AFAIK, it's using a Deep Neural Network; which means, the inputs are, basically,...

boomzilla · on July 29, 2014

yep, they try to learn an image's high level features by learning an autoencoder (that is a transform that takes an image and tries to produce the same image) via a sandglass shape multi layer network. Here is a very readable paper by Hinton himself that describes the approach:

http://www.cs.toronto.edu/~hinton/science.pdf

tiger10guy · on July 29, 2014

I'm pretty sure there's not an autoencoder involved, it just looks like a vanilla conv net.

This is the implementation: http://torontodeeplearning.github.io/convnet/

3rd3 · on July 29, 2014

Could it maybe be worthwhile to augment the data with simple image features? E.g. the human visual system is believed to rely on high-level/top down as well as on local/bottom up features (although that might also be simply because of the necessity to compress things for the low nerve count in the optical nerve).

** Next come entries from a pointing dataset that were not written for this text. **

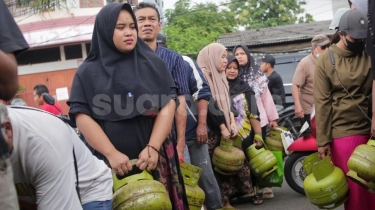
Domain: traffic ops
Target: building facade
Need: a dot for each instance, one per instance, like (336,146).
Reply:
(159,4)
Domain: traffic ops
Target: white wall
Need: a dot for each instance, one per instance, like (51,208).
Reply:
(72,9)
(53,66)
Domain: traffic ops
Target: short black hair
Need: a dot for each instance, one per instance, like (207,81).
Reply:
(40,89)
(144,5)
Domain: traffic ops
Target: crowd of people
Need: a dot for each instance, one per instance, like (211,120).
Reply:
(135,99)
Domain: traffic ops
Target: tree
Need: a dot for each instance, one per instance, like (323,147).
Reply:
(255,14)
(190,28)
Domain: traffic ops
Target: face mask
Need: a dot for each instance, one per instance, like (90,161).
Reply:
(356,47)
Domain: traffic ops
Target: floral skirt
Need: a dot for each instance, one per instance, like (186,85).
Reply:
(168,172)
(233,185)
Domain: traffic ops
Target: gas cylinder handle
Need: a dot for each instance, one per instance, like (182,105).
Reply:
(133,161)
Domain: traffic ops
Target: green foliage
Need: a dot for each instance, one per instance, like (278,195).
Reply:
(192,27)
(255,14)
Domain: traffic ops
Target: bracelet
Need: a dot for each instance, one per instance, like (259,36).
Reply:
(148,146)
(258,137)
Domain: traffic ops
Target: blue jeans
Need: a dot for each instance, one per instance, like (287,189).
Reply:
(98,205)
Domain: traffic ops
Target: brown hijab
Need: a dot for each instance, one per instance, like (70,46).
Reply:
(208,60)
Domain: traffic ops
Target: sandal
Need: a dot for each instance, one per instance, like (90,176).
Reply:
(256,200)
(267,193)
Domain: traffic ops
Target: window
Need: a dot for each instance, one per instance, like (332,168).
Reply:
(91,3)
(88,45)
(73,52)
(39,56)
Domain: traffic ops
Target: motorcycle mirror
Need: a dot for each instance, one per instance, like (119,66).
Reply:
(48,99)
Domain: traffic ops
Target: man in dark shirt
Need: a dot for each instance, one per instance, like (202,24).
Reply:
(275,83)
(149,26)
(12,42)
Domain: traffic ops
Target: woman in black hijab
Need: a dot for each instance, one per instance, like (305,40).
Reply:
(247,120)
(122,100)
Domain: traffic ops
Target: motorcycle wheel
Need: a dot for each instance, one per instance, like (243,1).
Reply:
(294,172)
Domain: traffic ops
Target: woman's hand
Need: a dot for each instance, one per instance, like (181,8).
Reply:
(225,133)
(273,124)
(119,162)
(258,142)
(148,158)
(234,130)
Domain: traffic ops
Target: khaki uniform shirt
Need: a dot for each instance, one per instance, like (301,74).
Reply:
(304,79)
(337,115)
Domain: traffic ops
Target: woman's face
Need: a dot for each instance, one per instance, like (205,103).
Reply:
(241,56)
(125,34)
(232,71)
(223,62)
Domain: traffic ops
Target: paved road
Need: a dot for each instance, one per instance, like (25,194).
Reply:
(285,199)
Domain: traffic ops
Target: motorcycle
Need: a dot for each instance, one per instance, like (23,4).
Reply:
(294,171)
(288,120)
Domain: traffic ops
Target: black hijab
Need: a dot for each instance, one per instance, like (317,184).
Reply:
(251,73)
(112,84)
(237,86)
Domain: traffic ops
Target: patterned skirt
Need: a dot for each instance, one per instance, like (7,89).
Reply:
(234,185)
(168,172)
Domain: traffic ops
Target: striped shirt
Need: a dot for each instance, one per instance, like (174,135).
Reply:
(175,64)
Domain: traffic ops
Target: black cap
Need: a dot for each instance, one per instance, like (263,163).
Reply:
(269,59)
(354,23)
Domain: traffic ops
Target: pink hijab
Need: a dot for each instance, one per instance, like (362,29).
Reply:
(209,60)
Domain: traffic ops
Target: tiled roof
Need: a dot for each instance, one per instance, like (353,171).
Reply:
(57,23)
(276,35)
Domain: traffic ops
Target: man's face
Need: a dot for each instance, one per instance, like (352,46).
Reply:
(6,130)
(148,24)
(38,99)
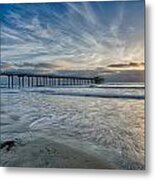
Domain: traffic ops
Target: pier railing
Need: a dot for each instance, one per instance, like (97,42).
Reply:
(37,80)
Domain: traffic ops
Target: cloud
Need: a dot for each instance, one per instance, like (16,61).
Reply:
(79,36)
(127,65)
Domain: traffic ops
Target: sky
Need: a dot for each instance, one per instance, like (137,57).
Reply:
(51,37)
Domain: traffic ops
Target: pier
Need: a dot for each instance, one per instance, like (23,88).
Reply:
(40,80)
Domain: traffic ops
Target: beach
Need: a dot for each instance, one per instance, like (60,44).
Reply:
(42,128)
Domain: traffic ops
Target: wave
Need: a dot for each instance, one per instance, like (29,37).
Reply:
(140,97)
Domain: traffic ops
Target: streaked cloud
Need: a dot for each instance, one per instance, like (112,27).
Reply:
(75,36)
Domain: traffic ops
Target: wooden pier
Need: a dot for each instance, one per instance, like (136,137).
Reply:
(48,80)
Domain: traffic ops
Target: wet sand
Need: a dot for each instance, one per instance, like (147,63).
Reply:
(43,154)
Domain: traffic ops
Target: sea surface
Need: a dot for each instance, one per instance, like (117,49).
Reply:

agibsonccc · on July 29, 2014

A Deep Net (to be specific: a deep belief network which is a series of stacked RBMs, not Stacked Denoising AutoEncoders for clarification that there's a difference) usually can benefit from a moving window approach (slicing up an image in to chunks) to simulate a convolutional net. This can help a deep net generalize better.

That being said: even deep learning requires some sort of feature engineering at times (even if its pretty good with either hessian free training or pretraining).

The main thing with images is ensuring scaling them.

The trick with deep belief networks in particular is to make sure the RBMs have the right visible and hidden units (Hinton recommends Gaussian Visible, Rectified Linear Hidden).

Happy to answer other questions as well!

im3w1l · on July 29, 2014

I think it is a convolutional network trained only with gradient descent, since pressing source code links to convnet project.